10/25/2005

Answering the Hard Questions

On his blog this morning, Hugh Hewitt says that the "anti-Miers" crowd routinely dodges the hard questions. Then he lists them (Hugh's questions in bold), and challenges her opponents to answer them. Here's my take.

Does George W. Bush deserve any loyalty from his party? From pundits identified with his party? If so, how much and why not more?

Dissent is very different from disloyalty. It is not disloyal to say that the President has failed to keep his promise to his supporters. President Bush has done many things that are worthy of admiration and respect. He has also unfortunately done many things that are not even close to conservative. Therefore he is not entitled to a free pass, and when his actions raise serious questions, he should not be surprised to see them raised by those of us who are on his side. The President is not well-served by blind loyalty and yes men. Those who check their judgment at the door are not his true friends or supporters.

Do Harriett Miers' many accomplishments count for nothing?

None of Harriet Miers' accomplishments indicate that she would enter the court as (and remain throughout her lifetime appointment) a conservative constitutionalist in the mold of Scalia and Thomas. Therefore, those accomplishments do not count as credentials to demonstrate that she is what President Bush promised his appointments would be.

Does Harriett Miers strike the commentator as a dedicated public servant?

Not particularly. She served one term on the Dallas City Council, and has followed the President up the ladder of government, but nothing she has done shows any real notable dedication to public service.

Why not wait for the hearings to at least begin?

Nothing that will be said in the hearings will be able to demonstrate a consistent pattern of conservative constitutional thought on her part. If such evidence existed, the White House would certainly have brought it forward by now. Therefore nothing in the hearings can answer the question of why what's "in her heart" should substitute for evidence of what's in her head. Further, if her nomination is withdrawn rather than defeated, the political fallout is less.
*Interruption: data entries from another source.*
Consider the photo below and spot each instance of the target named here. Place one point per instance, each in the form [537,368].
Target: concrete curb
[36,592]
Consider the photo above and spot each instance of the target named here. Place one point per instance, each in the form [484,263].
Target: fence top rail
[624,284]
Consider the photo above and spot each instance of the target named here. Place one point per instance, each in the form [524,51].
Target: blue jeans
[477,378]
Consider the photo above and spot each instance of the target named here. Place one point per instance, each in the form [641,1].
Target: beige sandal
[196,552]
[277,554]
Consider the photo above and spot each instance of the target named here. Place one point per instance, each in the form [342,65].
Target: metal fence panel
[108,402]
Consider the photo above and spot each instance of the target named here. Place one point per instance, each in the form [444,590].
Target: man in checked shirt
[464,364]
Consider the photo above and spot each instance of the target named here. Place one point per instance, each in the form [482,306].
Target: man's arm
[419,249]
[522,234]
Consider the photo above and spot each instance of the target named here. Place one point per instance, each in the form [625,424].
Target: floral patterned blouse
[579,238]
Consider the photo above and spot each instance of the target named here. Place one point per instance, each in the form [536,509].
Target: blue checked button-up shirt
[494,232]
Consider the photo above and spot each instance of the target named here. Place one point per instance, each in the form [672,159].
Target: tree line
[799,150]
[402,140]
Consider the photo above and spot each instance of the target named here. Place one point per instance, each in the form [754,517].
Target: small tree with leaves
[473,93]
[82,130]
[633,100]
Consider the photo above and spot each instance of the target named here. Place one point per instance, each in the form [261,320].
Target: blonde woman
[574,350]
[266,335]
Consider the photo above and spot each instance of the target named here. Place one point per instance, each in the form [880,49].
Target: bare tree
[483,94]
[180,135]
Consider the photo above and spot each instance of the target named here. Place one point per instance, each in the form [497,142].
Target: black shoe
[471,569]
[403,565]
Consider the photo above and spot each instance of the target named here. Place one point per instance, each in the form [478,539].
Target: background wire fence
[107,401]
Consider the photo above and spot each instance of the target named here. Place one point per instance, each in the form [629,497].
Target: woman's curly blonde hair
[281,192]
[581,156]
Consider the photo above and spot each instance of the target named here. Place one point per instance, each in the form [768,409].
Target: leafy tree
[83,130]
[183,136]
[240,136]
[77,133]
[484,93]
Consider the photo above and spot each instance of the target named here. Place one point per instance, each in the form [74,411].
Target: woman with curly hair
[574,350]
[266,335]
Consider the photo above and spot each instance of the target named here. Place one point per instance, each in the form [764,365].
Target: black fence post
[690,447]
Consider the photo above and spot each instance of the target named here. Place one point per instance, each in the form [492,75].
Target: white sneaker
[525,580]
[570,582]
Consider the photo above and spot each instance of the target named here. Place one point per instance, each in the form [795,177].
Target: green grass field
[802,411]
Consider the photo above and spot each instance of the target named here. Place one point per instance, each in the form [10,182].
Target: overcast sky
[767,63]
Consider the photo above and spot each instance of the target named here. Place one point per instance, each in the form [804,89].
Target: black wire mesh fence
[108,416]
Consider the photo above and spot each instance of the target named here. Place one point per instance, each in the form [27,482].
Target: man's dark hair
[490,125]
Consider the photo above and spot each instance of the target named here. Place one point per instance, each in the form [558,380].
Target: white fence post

How important is it that Roe v. Wade/Casey be reversed?

Very.

Which five precedents does the commentator think are in most pressing need of reversal?

In no particular order: Lemon, Kelo, Roe, Griswold, and Rancho Viejo v Norton (just for you, Hugh!)

Does the commentator agree with George Will's assertion of Justice Lewis Powell as the "embodiment of mainstream conservative jurisprudence?"

No.

Is a neo-Borking underway which will discredit the conservative cause's defense of its future nominees against similar, future attacks from the left?

No. Using the shameful treatment of the unquestionably brilliant and qualified constitutional conservative Robert Bork by his enemies as a description for what is happening to Harriet Miers cheapens Bork's experience. No one is lying about Miers the way Kennedy and others lied about Bork. And Bork himself, who knows a little about conservative judges, strongly opposes this nomination.

What are the political consequences of a defeat of Miers at the hands of a GOP controlled Senate?

Less than the long-term consequences of putting another Sandra Day O'Connor on the court. If Miers fails to turn out as Bush promises, the conservative base of the party will be fractured for decades. And whatever consequences might come from her defeat should be laid squarely at the feet of the man who put his party in this position--the President.

2 Comments:

At 6:23 PM, Blogger Jeff said...

Very well said, Senor. The anti-anti-Miers side keeps trying to insinuate there are no substantive arguments against Miers, that all we are saying is we don't like her choice of lipstick. Yet, you've nicely laid out points that the anti-Miers side has been saying from the beginning.

 
At 12:40 AM, Blogger hammerswing75 said...

Jeff says it well. Hugh seems to have made his decision to support the nominee come hell or high water. I wish that he would take a step back. He sounds ridiculous. I wish that this would end so that I could listen to him again without cringing. I respect Hugh, but he's off the edge right now.